CSE Policy Sim2Sim & Sim2Real Deployment

Background

Deploy the exteroceptive CSE (Concurrent State Estimation) policy trained via train_exteroceptive_robust_icra_proposed.py to:

Sim2Sim: MuJoCo simulation for validation
Sim2Real: Physical mybot_v2_1 robot

Key Difference from Reference Code

The reference code_reference/ deploys a simpler HIM policy (single 270-dim obs → 12 actions). The new CSE policy has:

Two separate JIT models: adaptation_module_latest.jit + body_latest.jit
Exteroceptive observations including 77-dim height measurements
10-frame observation history (vs 6 in reference)
Much larger observation space (1190 policy obs, 1160 estimator obs)

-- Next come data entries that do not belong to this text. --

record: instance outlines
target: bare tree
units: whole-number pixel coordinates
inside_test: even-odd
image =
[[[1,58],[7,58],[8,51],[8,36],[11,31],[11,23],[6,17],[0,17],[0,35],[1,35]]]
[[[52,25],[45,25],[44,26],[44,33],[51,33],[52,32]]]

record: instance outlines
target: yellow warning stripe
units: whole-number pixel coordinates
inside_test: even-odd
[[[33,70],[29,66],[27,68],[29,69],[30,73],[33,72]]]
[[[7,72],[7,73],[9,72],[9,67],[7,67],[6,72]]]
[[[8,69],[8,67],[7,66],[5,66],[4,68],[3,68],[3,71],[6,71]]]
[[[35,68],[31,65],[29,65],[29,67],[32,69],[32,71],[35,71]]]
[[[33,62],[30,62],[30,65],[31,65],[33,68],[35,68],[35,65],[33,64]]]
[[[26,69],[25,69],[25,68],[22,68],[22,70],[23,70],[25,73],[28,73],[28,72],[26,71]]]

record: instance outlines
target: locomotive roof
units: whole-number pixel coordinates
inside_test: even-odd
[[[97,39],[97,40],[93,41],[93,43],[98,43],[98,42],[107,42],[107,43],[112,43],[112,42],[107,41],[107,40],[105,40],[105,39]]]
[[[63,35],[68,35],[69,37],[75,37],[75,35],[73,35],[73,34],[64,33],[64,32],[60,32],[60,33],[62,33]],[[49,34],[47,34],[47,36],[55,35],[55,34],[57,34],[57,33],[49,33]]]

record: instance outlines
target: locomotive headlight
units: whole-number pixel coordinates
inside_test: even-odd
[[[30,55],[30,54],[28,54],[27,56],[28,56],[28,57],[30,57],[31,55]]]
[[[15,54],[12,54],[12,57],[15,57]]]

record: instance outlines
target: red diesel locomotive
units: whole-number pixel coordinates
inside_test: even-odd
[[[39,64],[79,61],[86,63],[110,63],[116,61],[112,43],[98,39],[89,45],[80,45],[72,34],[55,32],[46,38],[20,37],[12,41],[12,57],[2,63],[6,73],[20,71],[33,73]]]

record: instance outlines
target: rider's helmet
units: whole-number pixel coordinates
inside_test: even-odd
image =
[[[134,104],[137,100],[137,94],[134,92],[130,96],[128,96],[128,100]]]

Observation Dimension Analysis

Component	Policy Obs	Estimator Obs	Notes
commands × scale	3 ✅	3 ❌	`[vx2.0, vy2.0, yaw*0.25]`
projected_gravity	3 ✅	3 ✅	`quat_rotate_inverse(base_quat, gravity_vec)`
dof_positions	12 ✅	12 ✅	`(dof_pos - default_dof_pos) * 1.0`
dof_velocities	12 ✅	12 ✅	`dof_vel * 0.05`
last_actions	12 ✅	12 ✅	Raw actions from previous step
height_measurements	77 ✅	77 ✅	11×7 grid, `clip(h - base_h + 0.3, -1, 1) * 5.0`
Single-step total	119	116
×10 history	1190	1160	Dense history, 10 frames

Privileged obs (latent output): friction(1) + restitution(1) + body_velocity(3) + contact_states(4) + height_z_bias(1) = 10

Inference flow:

estimator_obs_history (1160) → adaptation_module → latent (10)
cat(policy_obs_history (1190), latent (10)) = 1200 → actor_body → actions (12)
target_dof_pos = policy_dof_pos + actions * 0.25

Height Measurement Grid

measured_points_x = [-0.5, -0.4, -0.3, -0.2, -0.1, 0., 0.1, 0.2, 0.3, 0.4, 0.5]  # 11 pts
measured_points_y = [-0.3, -0.2, -0.1, 0., 0.1, 0.2, 0.3]                           # 7 pts

User Review Required

Note

Height measurements: Via ROS2 topic subscription (/height_measurements). The height sensor node publishes Float32MultiArray (77 floats). This keeps the interface flexible for LiDAR, depth camera, or MuJoCo raycasting.

Note

Deployment language: C++ (LibTorch JIT), extending code_reference/. Python tools retained only for model export and MuJoCo sim2sim prototyping.

Warning

Motor PD gains: The training uses per-joint-type stiffness (hip=40, thigh=40, calf=80) and damping (hip=1, thigh=1, calf=2). The reference config uses uniform kp=60, kd=1. The new config should match training. Please confirm which gains to use on the real robot.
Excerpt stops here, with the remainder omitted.